Ce village en bord de Seine a donné l'inspiration décisive à Edgar P. Jacobs pour cette aventure de science-fiction. "La première image de La Roche-Guyon dans l'album nous montre que le lieu n'a pas changé. Il est fait de nombreuses strates d'histoire, exactement ce que recherchait Jacobs", explique le spécialiste belge de la bande dessinée Thierry Bellefroid, l'un des deux commissaires d'exposition.

Le château bâti à flanc de roche, entre un coteau et la Seine, est lui-même un assemblage éclectique entre les restes d'un château fort, dont le donjon perché au sommet, et des agrandissements successifs jusqu'au XVIIIe siècle.

Voyage dans le temps

Dans l'album, le professeur Philip Mortimer voyage dans le temps, depuis la préhistoire jusqu'à un futur lointain, le sixième millénaire.

Voir toute l'exposition demande une bonne forme physique: le visiteur est attiré vers ce donjon et ses 267 marches par des images de BD qui se fondent dans le décor et en souterrain jusqu'aux boves (cavités dans la roche servant de caves ou d'habitations) par une conclusion surprenante.

Dans les sous-sols du QG du maréchal allemand Erwin Rommel, on trouve une reproduction grandeur nature de la machine à remonter le temps imaginée pour cet album, le "Chronoscaphe"... et les échanges avec les autorités françaises au temps du général de Gaulle.

Oeuvre "hideuse"

La France frappa "Le Piège diabolique" d'une interdiction d'importation depuis la Belgique. Les censeurs trouvaient l'oeuvre trop sombre, démoralisante pour la jeunesse.
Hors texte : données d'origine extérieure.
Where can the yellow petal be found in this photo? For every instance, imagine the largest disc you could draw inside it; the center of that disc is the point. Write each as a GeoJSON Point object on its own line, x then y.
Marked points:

Parmi les éléments qui les heurtent probablement: La Roche-Guyon, devenue capitale administrative de la France, est en l'an 5060 la cible d'une attaque foudroyante. L'interdiction sera levée en 1967.

"Dans sa lettre, la commission de censure parle de la hideur des images. Ce mot, Jacobs ne l'a pas oublié", souligne Thierry Bellefroid.

Travail minutieux

L'auteur belge Edgar P. Jacobs est un dessinateur méticuleux, qui s'appuie sur une documentation abondante et soigne ses effets de lumière et de mouvement. Les nombreux documents préparatoires, "bleus", calques, planches à l'encre de Chine, laissent voir toutes les étapes du travail que réclament ces 64 pages.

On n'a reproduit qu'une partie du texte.